5. Experimental Evaluation and Benchmarks
UniPlan has been evaluated in simulated campus-scale environments (over 50 tasks, with difficulty stratification):
- Baselines: LLM-as-Planner (direct autoregressive action generation); SayPlan (hierarchical PDDL planning); DELTA (autoregressive subgoal planning).
- Metrics: Success rate (full goal achievement), cumulative plan cost (sum of travel_cost and per-manipulation unit cost), and planning time.
- Performance:
- UniPlan: 90.2% ± 2.5% success, cost 48.3 ± 5.1, time 3.8s ± 1.2s
- SayPlan: 65.0% ± 4.3% success, cost 75.6 ± 7.8, time 5.1s ± 1.8s
- DELTA: 62.5% ± 3.9% success, cost 80.1 ± 6.5, time 7.2s ± 2.4s
- LLM-as-Planner: 35.0% ± 5.0% success, cost 102 ± 15, time 1.2s ± 0.4s
UniPlan's higher success rate and lower cost are statistically significant (p<0.01) (Ye et al., 9 Feb 2026).
6. Impact, Limitations, and Future Directions
UniPlan demonstrates that:
- A single, holistically-extended PDDL domain can represent and solve general mobile-manipulation tasks in large, visually-grounded environments.
- Integration of symbolic planning, vision-language grounding, and topology compression enables robust and efficient task execution.

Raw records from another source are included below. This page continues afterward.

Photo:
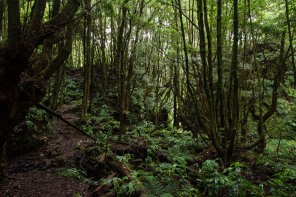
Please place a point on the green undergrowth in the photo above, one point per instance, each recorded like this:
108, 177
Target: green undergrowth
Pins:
173, 166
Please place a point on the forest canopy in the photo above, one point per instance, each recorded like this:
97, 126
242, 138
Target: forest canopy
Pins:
205, 88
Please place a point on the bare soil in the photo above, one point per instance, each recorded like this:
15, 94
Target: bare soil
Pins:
34, 174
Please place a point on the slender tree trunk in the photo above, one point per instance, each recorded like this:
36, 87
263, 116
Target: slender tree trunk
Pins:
291, 41
87, 65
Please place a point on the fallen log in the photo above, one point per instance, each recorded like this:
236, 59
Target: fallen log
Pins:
103, 188
121, 167
50, 111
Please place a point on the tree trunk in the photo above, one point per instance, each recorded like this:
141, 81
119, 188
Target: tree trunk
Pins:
23, 82
87, 65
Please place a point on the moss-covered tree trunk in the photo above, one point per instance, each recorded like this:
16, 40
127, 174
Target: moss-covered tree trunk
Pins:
87, 64
23, 82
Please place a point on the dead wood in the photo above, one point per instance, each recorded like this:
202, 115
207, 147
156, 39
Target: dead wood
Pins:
103, 188
50, 111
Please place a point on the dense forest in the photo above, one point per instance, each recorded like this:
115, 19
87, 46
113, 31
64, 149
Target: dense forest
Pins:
147, 98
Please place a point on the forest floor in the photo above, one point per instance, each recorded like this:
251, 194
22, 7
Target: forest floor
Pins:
36, 174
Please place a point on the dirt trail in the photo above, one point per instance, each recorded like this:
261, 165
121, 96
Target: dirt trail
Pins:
33, 173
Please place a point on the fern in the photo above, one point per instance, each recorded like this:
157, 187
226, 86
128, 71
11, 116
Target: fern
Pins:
156, 189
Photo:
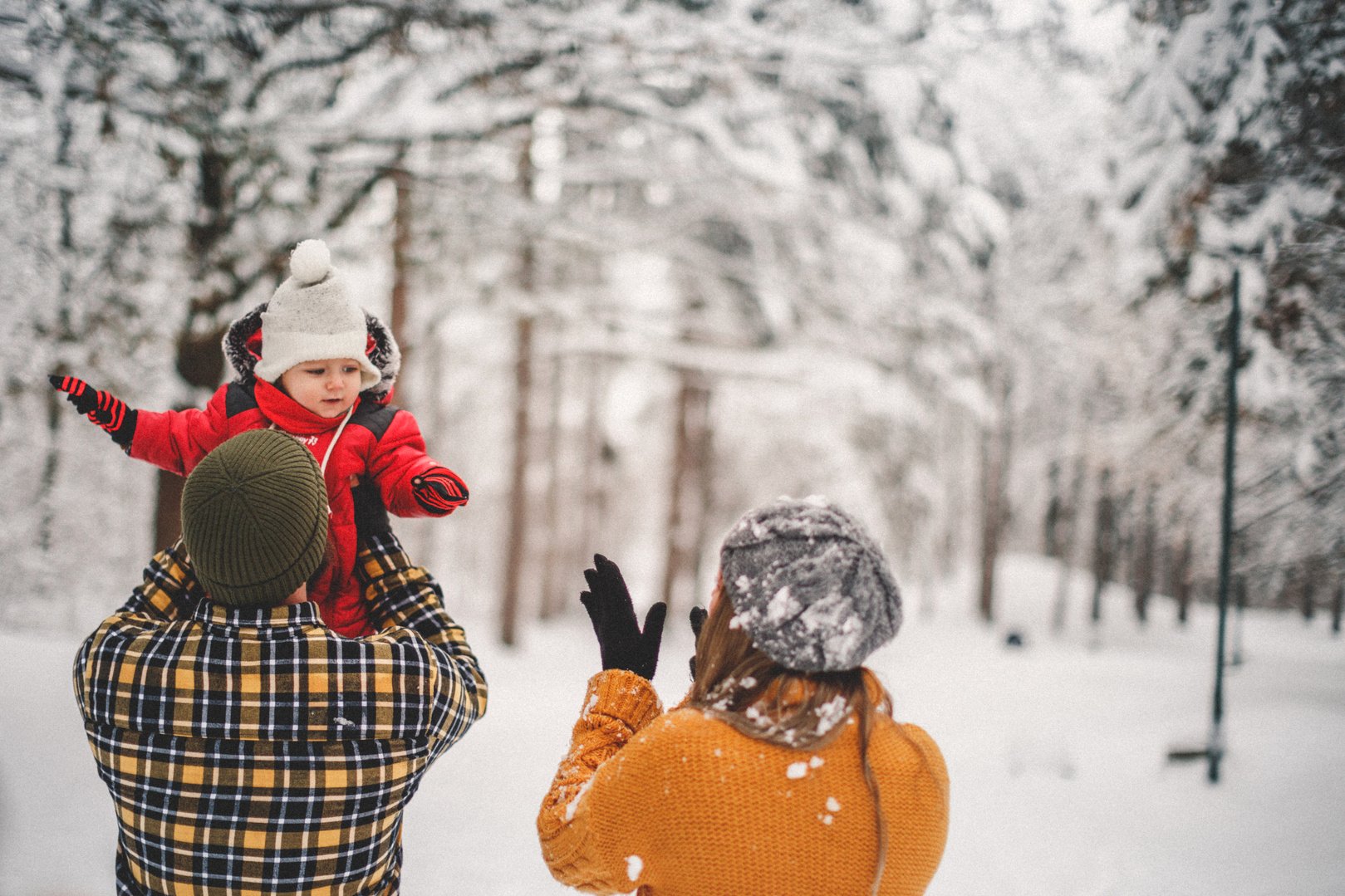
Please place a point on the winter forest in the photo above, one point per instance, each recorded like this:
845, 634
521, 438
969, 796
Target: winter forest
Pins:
965, 267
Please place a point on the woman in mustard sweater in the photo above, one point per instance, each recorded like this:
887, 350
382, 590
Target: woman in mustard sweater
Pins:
782, 771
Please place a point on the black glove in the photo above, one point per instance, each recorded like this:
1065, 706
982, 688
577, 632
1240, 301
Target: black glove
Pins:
619, 638
102, 408
439, 490
699, 615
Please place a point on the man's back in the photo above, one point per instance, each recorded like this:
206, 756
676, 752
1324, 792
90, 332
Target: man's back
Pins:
252, 750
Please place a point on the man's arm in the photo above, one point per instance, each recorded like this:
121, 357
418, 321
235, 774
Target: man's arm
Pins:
169, 590
405, 596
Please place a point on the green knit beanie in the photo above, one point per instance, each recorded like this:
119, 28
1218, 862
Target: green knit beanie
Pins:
254, 518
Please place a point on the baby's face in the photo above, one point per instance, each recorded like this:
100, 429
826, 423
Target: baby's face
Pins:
327, 388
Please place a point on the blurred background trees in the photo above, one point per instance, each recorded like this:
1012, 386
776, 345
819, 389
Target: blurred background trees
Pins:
651, 262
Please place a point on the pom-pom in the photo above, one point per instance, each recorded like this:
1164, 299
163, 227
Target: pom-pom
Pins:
311, 262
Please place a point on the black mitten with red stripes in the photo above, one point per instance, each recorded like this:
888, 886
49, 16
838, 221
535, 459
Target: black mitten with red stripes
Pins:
439, 490
102, 408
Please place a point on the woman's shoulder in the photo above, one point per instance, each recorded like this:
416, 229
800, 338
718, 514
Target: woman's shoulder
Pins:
912, 744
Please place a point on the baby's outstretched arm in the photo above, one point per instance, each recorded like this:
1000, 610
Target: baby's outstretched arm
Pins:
413, 483
102, 408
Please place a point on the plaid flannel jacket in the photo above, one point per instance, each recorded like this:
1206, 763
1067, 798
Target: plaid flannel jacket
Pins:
254, 751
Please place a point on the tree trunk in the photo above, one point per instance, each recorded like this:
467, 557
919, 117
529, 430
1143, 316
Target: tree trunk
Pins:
1313, 573
994, 501
1181, 579
686, 494
402, 217
1338, 605
1146, 549
1105, 544
553, 557
593, 460
515, 541
1068, 538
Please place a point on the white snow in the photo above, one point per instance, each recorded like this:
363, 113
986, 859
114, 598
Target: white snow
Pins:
1056, 752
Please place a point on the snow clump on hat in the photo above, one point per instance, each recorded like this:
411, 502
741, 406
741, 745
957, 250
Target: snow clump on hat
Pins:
808, 584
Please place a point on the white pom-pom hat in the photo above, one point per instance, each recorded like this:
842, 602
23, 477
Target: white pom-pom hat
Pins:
312, 318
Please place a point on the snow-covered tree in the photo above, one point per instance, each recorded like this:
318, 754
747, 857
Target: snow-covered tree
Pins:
1239, 124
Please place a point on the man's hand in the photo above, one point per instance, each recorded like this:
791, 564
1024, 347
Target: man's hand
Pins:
619, 638
102, 408
439, 490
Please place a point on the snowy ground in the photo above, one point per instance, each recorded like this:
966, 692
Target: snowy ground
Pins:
1056, 755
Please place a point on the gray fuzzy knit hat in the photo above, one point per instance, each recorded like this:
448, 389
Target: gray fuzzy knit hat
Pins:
254, 518
808, 584
312, 318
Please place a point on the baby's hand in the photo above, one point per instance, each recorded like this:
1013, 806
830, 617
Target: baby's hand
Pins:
439, 490
102, 408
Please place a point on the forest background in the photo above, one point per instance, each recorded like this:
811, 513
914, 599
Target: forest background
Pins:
964, 267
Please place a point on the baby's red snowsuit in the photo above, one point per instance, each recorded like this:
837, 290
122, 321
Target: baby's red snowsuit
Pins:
378, 443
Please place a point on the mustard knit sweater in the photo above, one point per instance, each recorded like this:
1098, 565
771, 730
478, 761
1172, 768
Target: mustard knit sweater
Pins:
681, 804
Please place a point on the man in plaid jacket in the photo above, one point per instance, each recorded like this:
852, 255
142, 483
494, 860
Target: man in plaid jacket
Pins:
249, 748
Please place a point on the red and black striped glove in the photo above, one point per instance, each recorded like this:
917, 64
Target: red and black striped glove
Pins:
439, 490
102, 408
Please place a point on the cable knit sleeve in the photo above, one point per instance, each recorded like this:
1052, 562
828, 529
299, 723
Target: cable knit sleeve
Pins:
616, 707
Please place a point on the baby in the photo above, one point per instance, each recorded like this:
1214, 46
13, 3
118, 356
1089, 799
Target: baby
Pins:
311, 364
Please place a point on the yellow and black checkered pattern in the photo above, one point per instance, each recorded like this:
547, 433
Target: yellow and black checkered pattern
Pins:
254, 751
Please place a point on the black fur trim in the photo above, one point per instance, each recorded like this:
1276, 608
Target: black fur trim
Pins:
385, 354
238, 399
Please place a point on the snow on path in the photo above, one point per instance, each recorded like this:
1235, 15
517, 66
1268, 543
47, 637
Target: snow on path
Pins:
1056, 752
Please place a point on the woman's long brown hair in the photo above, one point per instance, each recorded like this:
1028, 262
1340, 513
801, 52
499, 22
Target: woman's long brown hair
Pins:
740, 685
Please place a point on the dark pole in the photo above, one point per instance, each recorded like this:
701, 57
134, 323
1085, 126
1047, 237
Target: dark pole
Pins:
1225, 536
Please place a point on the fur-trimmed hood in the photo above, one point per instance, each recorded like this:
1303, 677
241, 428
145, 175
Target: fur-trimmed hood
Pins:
243, 340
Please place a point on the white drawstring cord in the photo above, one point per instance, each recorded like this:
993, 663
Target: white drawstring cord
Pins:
332, 443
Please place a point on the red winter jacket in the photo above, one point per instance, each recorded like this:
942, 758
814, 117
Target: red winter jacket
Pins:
380, 443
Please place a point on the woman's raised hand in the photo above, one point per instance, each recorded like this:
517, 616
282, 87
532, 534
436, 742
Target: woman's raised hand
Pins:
619, 637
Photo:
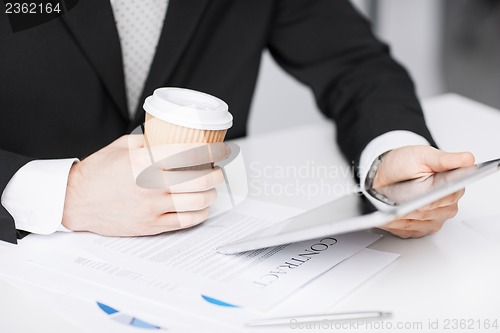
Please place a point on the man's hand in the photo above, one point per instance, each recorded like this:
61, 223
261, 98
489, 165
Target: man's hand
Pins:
414, 162
106, 195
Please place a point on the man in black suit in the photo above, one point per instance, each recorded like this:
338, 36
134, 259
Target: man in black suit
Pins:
65, 96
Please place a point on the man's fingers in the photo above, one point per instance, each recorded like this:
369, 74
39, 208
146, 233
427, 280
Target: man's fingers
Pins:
180, 181
184, 202
441, 161
175, 221
408, 228
192, 180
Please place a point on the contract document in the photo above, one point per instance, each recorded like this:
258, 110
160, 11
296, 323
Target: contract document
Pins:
188, 259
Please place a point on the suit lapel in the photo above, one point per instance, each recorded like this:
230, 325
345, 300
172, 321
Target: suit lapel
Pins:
180, 23
93, 26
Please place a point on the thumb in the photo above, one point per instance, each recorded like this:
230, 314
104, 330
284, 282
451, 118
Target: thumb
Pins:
440, 161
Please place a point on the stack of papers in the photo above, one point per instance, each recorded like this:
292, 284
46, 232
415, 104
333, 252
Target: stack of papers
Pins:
177, 281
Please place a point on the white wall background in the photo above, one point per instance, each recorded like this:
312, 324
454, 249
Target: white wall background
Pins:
411, 27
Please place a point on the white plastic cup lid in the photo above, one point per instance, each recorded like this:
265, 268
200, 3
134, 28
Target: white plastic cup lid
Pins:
189, 108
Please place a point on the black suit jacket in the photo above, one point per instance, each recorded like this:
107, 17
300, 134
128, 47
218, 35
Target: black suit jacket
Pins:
63, 91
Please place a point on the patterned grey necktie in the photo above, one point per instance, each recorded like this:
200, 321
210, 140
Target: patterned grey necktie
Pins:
139, 24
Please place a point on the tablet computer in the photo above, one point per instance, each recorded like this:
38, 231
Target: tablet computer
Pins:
340, 215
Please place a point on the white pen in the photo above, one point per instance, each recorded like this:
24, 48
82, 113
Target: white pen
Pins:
319, 317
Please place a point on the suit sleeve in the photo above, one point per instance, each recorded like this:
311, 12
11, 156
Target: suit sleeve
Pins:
10, 163
329, 46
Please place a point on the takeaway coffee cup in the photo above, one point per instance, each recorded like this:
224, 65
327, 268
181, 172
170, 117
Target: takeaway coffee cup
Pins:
178, 115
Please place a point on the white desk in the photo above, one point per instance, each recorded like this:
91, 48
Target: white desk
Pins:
454, 274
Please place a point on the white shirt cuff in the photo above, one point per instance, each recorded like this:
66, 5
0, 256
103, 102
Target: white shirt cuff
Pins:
36, 193
380, 145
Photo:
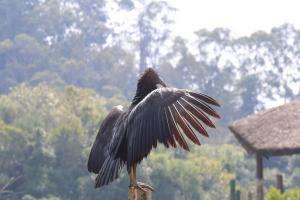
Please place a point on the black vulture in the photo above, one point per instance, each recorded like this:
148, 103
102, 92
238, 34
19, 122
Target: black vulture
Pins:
157, 114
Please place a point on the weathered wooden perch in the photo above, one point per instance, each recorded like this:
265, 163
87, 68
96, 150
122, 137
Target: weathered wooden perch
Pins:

- The approach generalizes beyond tabletop domains to arbitrary-scale scenes with navigation, manipulation, and complex spatial arrangements.
Limitations include reliance on the quality of visual-language grounding and possible scaling issues with map/graph size. Future work may focus on closed-loop execution, improved uncertainty handling, or dynamic map updating.
7. Comparison Within the Broader Landscape
"UniPlan" should not be confused with:
- U-Plan: a classical hierarchical planner handling incomplete and uncertain information via Dempster-Shafer intervals and plan reapplication/merging (Mansell et al., 2013, Mansell, 2013).
- UniPlane: a unified neural plane detection and reconstruction system for 3D geometry from videos (Huang et al., 2024).
- UniPlanner: a multi-dataset integrated planner for autonomous vehicles (Yang et al., 28 Oct 2025).
- UPP: Unified Path Planner for grid-based safety-optimal motion (Arora et al., 29 May 2025).
The defining feature of UniPlan in vision-language task planning is the explicit, programmatic extension of PDDL domains for navigation and manipulation, tightly coupled with map-based and language-visual grounding for long-horizon mobile manipulation (Ye et al., 9 Feb 2026).